Internal Dialogue on Kosovo Turns Out to Be Hard Work for Serbia

The task force for providing support for Serbia's internal dialogue on Kosovo, the dialogue initiated by Serbia's president, Aleksandar Vuciq, has held the first meeting. After the meeting, the chairman of this group, Marko Djuric, also head of the Government of Serbia's Office for Kosovo, has said their task is [...]
The task force for providing support for Serbia's internal dialogue on Kosovo, the dialogue initiated by Serbia's president, Aleksandar Vuciq, has held the first meeting.
After the meeting, the chairman of this group, Marko Djurovic, also head of the Government of Serbia's Kosovo Office, has said their task is “dialog on Kosovo through broader social discussion”.
“This is support for one of the most serious jobs Serbia has faced in recent years, Djuric has said of the role of the processing group, at the helm of which the Government of Serbia has appointed it on October 16th.
The working group makes up representatives of the ministries of the Government of Serbia, the Office for Co-operation with Civil Society, as well as the republican Secretariat for Law.
According to Djuriqi, the goal of the group's work is that through the competencies of all reactors represented by “see what those institutions, social groups and institutions are, which will help the state of Serbia strengthen institutional capacities to deal with the Kosovo issue”.
It must include state institutions, academic opinion, representatives of different civil society organisations and as many ordinary citizens as possible”, Djuric said, adding that more in the future will be spoken of in concrete ways of work.
It is expected that in the coming days it will be announced when the dialogue will formally begin and whose first invitations to consultations regarding Kosovo will be made.
Dusan Janjic of the Forum for Ethnic Relations, speaking of Radio Free Europe, considers that Serbia's president, Aleksandar Vuciq, with the formation of the working group, has relied on the capacities of the Government of Serbia and the Office for Kosovo of this Government, which, according to him, is rational, especially because administrative and technical works have exploited people who are in the course of this issue and with the way of work. But there are also limitations in this pattern, he says.
If this is an administrative and bureaucratic team, which would have to be according to what his task is to first organize logistics and convey what is happening under the internal dialogue process, then the problem is the team's convenience. That is because the team is led by the politician, the party's deputy chairman and representative of a policy that would have to be seriously examined in domestic dialogue. Otherwise, internal dialogue does not make sense”, Janjic said.
Forming the task force has preceded the Serbian president's statement, Aleksandar Vuciq, which he had made in July for the start of domestic dialogue for Kosovo.
Vuciq, meanwhile, has said he expects with a proposal for Kosovo to be released in March 2018. So far he hasn't found out much what that proposal is, but as he has said, the solution is not “as in the myths and conflicts”, but “as in giving up national interests”.
Ynjiq says that when Vuciq had for the first time warned internal dialogue, he had said that it is desirable to reach a national consensus, but, as he says, Vuciq has come closer to reality and that proves the formation of the working group.
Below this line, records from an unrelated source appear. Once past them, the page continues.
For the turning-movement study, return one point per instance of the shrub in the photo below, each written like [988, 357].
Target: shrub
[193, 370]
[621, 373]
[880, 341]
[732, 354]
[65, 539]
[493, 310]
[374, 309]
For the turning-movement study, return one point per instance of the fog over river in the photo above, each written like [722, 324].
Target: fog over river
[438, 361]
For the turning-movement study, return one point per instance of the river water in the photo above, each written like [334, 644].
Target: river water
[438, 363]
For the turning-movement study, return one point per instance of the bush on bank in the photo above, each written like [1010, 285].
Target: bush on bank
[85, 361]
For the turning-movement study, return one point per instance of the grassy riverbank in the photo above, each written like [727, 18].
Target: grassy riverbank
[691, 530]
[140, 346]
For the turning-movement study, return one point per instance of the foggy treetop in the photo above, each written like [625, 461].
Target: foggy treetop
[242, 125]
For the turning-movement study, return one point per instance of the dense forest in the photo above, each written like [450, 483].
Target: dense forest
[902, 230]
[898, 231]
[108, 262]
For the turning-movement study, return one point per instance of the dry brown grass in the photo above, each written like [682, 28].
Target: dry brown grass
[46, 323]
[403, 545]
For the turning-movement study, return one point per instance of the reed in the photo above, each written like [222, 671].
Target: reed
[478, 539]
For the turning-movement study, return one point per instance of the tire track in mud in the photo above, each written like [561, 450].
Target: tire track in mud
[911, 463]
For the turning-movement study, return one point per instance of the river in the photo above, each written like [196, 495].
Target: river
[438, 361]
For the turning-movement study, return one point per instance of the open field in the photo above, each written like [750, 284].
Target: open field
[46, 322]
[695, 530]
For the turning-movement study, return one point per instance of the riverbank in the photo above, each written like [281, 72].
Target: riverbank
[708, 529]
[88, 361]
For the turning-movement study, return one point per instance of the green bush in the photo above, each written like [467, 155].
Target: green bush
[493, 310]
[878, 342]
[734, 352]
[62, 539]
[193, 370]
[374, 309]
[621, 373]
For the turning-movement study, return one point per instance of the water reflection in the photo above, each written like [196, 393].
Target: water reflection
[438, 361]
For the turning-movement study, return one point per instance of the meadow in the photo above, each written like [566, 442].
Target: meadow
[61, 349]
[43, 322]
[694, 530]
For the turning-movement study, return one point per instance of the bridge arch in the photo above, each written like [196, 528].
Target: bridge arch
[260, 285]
The internal “dialogue, in essence, will be transformed into a professional consultation of President and Government and Prime Minister, with the working group and people they will choose. It means, this is the first restrictive factor and it should not be expected that the opposition will enter. This is not enough for resolving the Kosovo problem. Can these professional-political consultations advance the policy that has been led so far, it could also happen if one wants to invite the so-called dialogue, which is Aleksandar Vuciq”, Janjic said.
From the warning of domestic dialogue to the present day, this topic has prompted different reactions to the opinion, from those that “Vuciki's goal is to create alibia for accepting Kosovo's independence”, through the support of Brussels, to the point of view, as did Serbian Orthodox Church Patriarch Irinej, who believes that “for the Kosovo issue, Vuciq thinks the same as the Serbian people and the Church, as well as relying on Russia that will help Serbia preserve what it has always been.<3>
Internal dialogue on Kosovo, according to earlier warnings, has had to begin in September, but has been postponed for October. Turnout, in principle, has so far been acknowledged by the Serbian Orthodox Church, the Serbian Academy of Sciences and Arts, nongovernmental organisations and a part of the opposition.